Comment 19 Oliver Neukum 2009-02-12 09:43:29 UTC
Please test whether the mere presence of the device is sufficient or some kind of use is needed.
Comment 20 Oliver Neukum 2009-02-12 13:07:08 UTC
Jan,

as this is too similar to ignore, could you attach that fix?
Comment 21 Jan Kara 2009-02-12 14:09:05 UTC
Created attachment 272295 [details]
Patch fixing similarly looking problem in SLES10

OK, here you have the fix from SLES10 SP2
Comment 23 Jan Kara 2009-02-18 13:02:15 UTC
Looking into the logs, all oopses happen during discovering USB devices (in particular some Broadcom USB device seems to be always nearby). I don't think I'm the right person to debug this.

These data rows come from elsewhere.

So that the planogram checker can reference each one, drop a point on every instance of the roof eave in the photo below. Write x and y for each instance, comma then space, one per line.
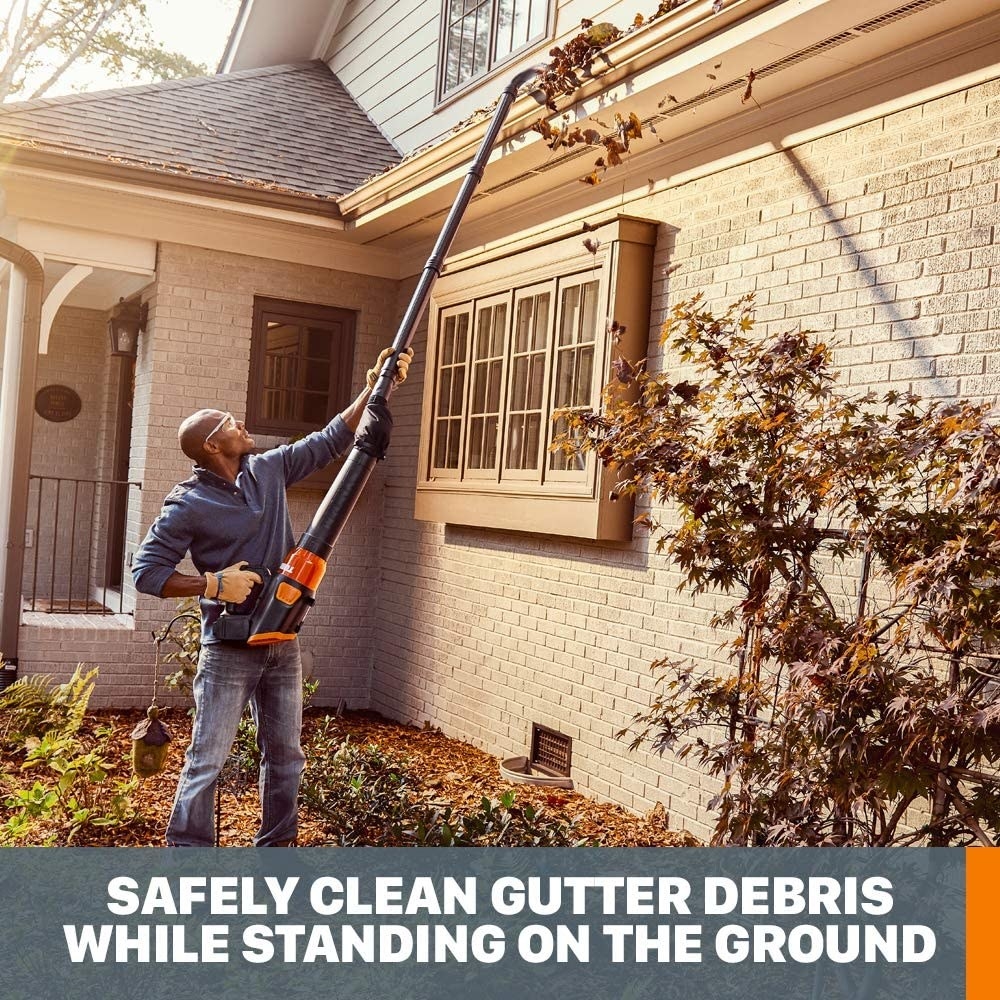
20, 155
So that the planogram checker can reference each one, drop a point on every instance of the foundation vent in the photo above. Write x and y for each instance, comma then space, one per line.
551, 751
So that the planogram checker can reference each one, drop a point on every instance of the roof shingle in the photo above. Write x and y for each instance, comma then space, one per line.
293, 128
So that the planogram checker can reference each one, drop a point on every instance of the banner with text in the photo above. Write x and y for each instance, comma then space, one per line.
414, 923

Greg, can you have a look?
Comment 24 Greg Kroah-Hartman 2009-02-18 14:56:31 UTC
Big question, does this happen still on 11.1?
Comment 25 Juergen Weigert 2009-02-18 15:23:11 UTC
I'll have access to the relevant hardware again this weekend.
Is it sufficient to test against SLED11-RC3 ?
Comment 26 Greg Kroah-Hartman 2009-02-18 15:25:20 UTC
RC4 would be best of course :)
Comment 27 Juergen Weigert 2009-02-21 14:43:09 UTC
All is well with SLED11-RC3

Cannot provoke any oopses, not even when exercising suspend/resume.
Thanks for fixing, whoever it was and whatever it was :-)

I suggest RESOLVED FIXED.
Comment 28 Greg Kroah-Hartman 2009-02-21 18:24:28 UTC
ok, marking it as such, thanks for testing.